If so, my general recommendation would be to set up a pipeline to cache the data into a dedicated pre-processed table so that querying for the data is faster. Also, at least with snowpark, the fewer rows you return from the query, the better. So, if you’re doing something like:

  • Fetch 1M rows
  • Group them into 1k rows with Pandas

Then I would highly recommend trying to merge the grouping into the query itself, so that the query only has to create 1k objects in python, instead of 1M.
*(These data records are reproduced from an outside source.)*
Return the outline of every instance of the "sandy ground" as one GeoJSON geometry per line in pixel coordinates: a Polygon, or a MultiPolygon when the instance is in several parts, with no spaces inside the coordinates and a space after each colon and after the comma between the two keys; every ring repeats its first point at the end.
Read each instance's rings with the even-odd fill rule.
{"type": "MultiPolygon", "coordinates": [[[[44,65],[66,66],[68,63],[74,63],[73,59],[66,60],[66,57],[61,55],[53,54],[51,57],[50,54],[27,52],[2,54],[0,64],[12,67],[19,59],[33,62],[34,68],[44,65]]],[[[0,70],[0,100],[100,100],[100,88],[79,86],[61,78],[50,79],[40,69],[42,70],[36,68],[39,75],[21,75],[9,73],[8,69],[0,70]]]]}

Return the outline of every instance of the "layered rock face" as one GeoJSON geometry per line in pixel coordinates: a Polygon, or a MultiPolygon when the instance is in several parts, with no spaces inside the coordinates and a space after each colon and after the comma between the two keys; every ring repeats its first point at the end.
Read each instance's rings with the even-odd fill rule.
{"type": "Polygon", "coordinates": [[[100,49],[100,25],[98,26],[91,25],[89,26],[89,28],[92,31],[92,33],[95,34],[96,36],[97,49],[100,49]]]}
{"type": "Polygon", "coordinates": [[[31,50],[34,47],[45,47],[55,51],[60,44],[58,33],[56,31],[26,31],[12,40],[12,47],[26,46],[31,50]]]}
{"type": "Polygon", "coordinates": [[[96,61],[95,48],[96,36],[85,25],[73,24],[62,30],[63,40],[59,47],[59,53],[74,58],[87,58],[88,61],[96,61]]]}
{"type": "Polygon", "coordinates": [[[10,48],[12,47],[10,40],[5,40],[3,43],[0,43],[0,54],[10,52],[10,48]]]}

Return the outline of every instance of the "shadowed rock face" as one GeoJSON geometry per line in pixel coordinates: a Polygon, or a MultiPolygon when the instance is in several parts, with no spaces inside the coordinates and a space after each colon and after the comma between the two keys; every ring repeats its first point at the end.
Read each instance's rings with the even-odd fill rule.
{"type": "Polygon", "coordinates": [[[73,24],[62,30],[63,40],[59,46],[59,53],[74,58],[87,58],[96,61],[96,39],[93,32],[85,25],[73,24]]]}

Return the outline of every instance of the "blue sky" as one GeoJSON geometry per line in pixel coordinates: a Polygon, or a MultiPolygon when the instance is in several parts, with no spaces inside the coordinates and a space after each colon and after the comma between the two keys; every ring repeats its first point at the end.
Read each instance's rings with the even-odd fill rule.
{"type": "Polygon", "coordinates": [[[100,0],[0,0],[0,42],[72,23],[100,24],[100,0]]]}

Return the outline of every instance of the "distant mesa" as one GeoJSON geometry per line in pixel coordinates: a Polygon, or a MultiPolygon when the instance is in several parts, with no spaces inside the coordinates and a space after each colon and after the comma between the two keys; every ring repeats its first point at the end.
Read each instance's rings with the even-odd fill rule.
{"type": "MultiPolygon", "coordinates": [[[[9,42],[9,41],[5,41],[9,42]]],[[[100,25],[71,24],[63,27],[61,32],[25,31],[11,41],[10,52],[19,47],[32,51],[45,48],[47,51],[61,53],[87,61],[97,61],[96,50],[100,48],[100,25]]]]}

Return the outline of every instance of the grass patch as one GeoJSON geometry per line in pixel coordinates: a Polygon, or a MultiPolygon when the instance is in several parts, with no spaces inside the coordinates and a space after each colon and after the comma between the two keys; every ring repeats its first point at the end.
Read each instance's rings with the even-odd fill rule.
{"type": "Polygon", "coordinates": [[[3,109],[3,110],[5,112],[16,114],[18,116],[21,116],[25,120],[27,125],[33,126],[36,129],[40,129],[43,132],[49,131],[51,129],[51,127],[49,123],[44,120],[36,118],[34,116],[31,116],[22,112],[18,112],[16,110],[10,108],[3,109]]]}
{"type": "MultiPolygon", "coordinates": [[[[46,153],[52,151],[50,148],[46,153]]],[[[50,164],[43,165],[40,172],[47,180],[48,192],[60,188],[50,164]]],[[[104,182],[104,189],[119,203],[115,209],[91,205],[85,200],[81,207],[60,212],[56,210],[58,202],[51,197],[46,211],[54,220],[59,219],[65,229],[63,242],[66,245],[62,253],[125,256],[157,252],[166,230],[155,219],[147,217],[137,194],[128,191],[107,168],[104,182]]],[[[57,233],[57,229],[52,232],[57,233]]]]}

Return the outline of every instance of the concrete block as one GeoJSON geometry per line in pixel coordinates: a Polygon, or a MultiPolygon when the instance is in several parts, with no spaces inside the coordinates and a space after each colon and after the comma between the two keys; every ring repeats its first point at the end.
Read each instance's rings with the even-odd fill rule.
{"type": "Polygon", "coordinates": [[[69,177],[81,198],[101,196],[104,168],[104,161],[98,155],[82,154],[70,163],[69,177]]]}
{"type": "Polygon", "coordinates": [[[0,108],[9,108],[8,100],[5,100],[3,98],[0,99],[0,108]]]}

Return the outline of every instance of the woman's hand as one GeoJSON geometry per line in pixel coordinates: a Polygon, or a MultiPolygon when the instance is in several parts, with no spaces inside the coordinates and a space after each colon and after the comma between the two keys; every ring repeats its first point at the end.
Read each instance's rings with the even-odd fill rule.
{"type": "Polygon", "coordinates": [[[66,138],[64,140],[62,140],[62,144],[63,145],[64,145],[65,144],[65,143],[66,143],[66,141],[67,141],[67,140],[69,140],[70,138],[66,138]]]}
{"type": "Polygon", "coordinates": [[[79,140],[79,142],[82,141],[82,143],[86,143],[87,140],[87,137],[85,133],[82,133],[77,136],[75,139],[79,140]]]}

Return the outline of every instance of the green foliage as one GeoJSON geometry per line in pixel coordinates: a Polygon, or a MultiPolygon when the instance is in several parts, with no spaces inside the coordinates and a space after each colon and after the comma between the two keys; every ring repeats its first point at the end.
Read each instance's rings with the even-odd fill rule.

My general advice for cases where queries are the bottleneck are here: How to improve Streamlit app loading speed

Hi @blackary ,

Thank you for your response. The query execution time is approximately 20-25 seconds. I am utilizing Databricks to manage data and tables, connecting via serverless compute, which requires 3-4 seconds to initialize. Our application relies on 5-6 different tables to generate multiple pages, each dependent on distinct datasets. Moreover, we need all the data every time because the dashboard is based on historical data. This is what I am doing:

######################################################################

#Importing require libereries
import streamlit as st
import os
from databricks import sql

#Creating a function to connect to databricks SQL warehouse with caching to 1 day
@st.cache_resource(ttl=86400)
def get_connection():

    server_hostname=os.getenv('server_hostname'),
    http_path=os.getenv('http_path'),
    access_token=os.getenv('access_token')

    if not server_hostname or not http_path or not access_token:  
        st.error("access_token or http_path or access_token is not set.")  
        return None  

    else:
        try:
            connection = sql.connect(
                server_hostname=os.getenv('server_hostname'),
                http_path=os.getenv('http_path'),
                access_token=os.getenv('access_token')
            )
            return connection
        except Exception as e:
            st.error(f"An unexpected error occurred: {e}")
            return None
			
#Creating a function to fetch data from databricks SQL warehouse with caching to 1 day
@st.cache_data(ttl=86400)
def query_data(table_name):
    connection = get_connection()
    if connection is None:
        return None

    cursor = connection.cursor()
    catalog_name=os.getenv('catalog_name')
    gold_table=os.getenv('gold_table')

    #Create a query based on passed table_name argument
    query = f"SELECT * FROM {catalog_name}.{gold_table}.{table_name}"

    #Execute the query and convert it into pandas dataframe
    cursor.execute(query)
    df = cursor.fetchall_arrow().to_pandas()

    return df

def fetch_data(key, query_name, error_message):  
    try:  
        if key not in st.session_state:  
            st.session_state[key] = query_data(query_name)  
    except Exception as e:  
        st.error(f"{error_message}: {e}")  
        st.session_state[key] = None  

fetch_data(  
    key='data_table1',  
    query_name='gold_table1'
)  

fetch_data(  
    key='data_table2',  
    query_name='gold_table2' 
)  

fetch_data(
    key='data_table3',  
    query_name='gold_table3' 
)

fetch_data(
    key='data_table4',
    query_name='gold_table4'
)

fetch_data(
    key='data_table5',
    query_name='gold_table5'
)

########################################################

Please help me, how can I optimize this?

Also to resolve the original issue, I implemented something like this:

Let me know if you have some comments/suggestions.

Sorry, it’s difficult to optimize without knowing more about how you’re using the data. My only general advice is – unless you’re literally displaying the entire table of data to the user (and I mean the entire table, every column, every row), there’s likely opportunity to optimize by limiting the amount of data returned (group bys, selecting only certain columns, etc.).

You certainly know the data and your requirements better than I do, and I don’t have any streamlit-specific advice beyond that blog post I shared above.